The UK has developed the Turing Scheme to support British students who wish to study abroad, since its creation 94 British students have chosen to study in Israel, compared to 18 under the previous Erasmus+ programme. Another organisation is the Wolfson Family Charitable Trust, which was set up in 1958 and allocates about £2.5 million each year to provide support in Israel for outstanding research from universities and hospitals.
The report outlines three recommendations to increase the quality and frequency of research cooperation between the two nations. Firstly, creating the ‘Britain-Israel Research and Innovation Framework’, a permanently funded, multidisciplinary bilateral funding mechanism to provide “stable funding stream for British and Israeli researchers at all career stages, offer agile calls for emerging challenges and research streams, as well as enhance scholar mobility between both countries”.

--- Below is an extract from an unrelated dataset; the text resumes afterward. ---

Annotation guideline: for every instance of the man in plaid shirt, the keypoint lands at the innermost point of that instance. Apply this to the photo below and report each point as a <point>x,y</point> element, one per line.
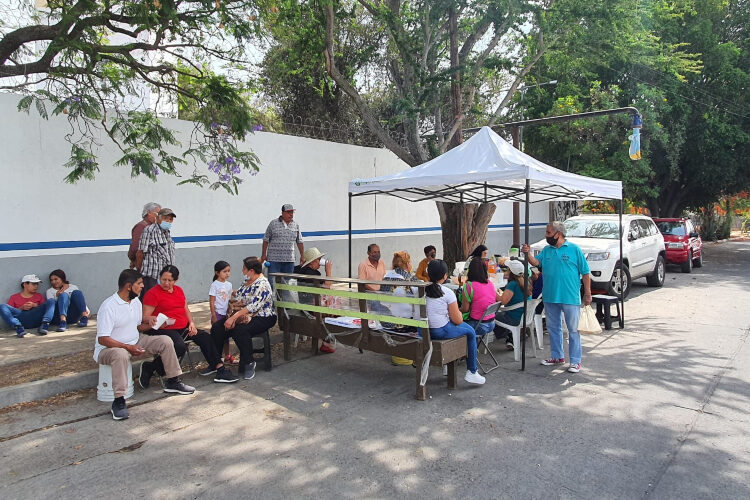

Secondly, establishing the ‘Get the Spark’ programme, which will send British undergraduate students to spend a term at one of Israel’s university-affiliated tech hubs, and it “will be aimed at stimulating the creation of joint British-Israeli ventures where early-stage entrepreneurs can explore common market opportunities and aligned technology”. Students will be taught entrepreneurship, get to witness early-stage start-ups and receive mentorship from Israeli entrepreneurs.
Thirdly, launching a joint ‘Britain-Israel Forum for Research and Innovation Policy’ to enable a regular dialogue “on research and innovation policy in higher education where policy best practices from government and universities are shared, with the inclusion of non-governmental policy expertise”. It will address and aid the common and emerging challenges facing university research and innovation in both countries.
In a message published in the report, Israeli Ambassador to the UK, H.E. Tzipi Hotovely, states that “the UK-Israel partnership is especially strong… British-Israeli research collaboration has blossomed in recent decades… Whilst there is much to celebrate with regard to UK-Israel research collaboration, there is much more we can do to accelerate the extraordinary pent-up potential”.